Do fundo, eles se parecem com borboletas, saltando em silêncio no halfpipe e pulando muito mais alto que as paredes, dando giros e voltas, como luzes coloridas em meio ao mar de branco. Só depois que eles param e levantam seus óculos de mosquito é que podemos ver os dreadlocks e as barbichas, os logos da Rockstar e do energético Monster, as capas coloridas e os fones de ouvido onipresentes.
Os snowboarders ficam fechados nas próprias cabeças enquanto competem, sempre acompanhados pela trilha sonora pessoal. Os praticantes levam à sério o estilo de vida e a comunidade, mas nesse halfpipe belo e remoto, ficam mais focados e distantes do grupo.
Todo ano em agosto, os melhores snowboarders do mundo vêm realizar grandes saltos e manobras que desafiam a gravidade nessa cidadezinha escondida pelas montanhas e cercada de ovelhas.

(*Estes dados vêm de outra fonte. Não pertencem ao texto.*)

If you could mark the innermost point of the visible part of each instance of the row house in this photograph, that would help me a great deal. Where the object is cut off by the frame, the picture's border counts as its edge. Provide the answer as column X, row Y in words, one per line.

Os atletas vêm para cá por uma única razão: Wanaka é o único halfpipe olímpico aberto no mundo todo nessa época do ano.
Isso significa que, especialmente com a chegada do ano olímpico, Wanaka se torna o ponto central dos saltos aéreos e das voltas de 360 graus que seriam improváveis em qualquer outro lugar do planeta.
- Somos uma comunidade e há muito apoio, não importa onde estejamos. Porém, não posso mentir: as coisas estão muito mais intensas do que de costume - afirmou Gretchen Bleiler, vencedora da medalha de prata para os Estados Unidos nos jogos de Turim em 2006.
Os dias começam antes do amanhecer, quando os atletas enchem vans para a viagem de uma hora montanha acima.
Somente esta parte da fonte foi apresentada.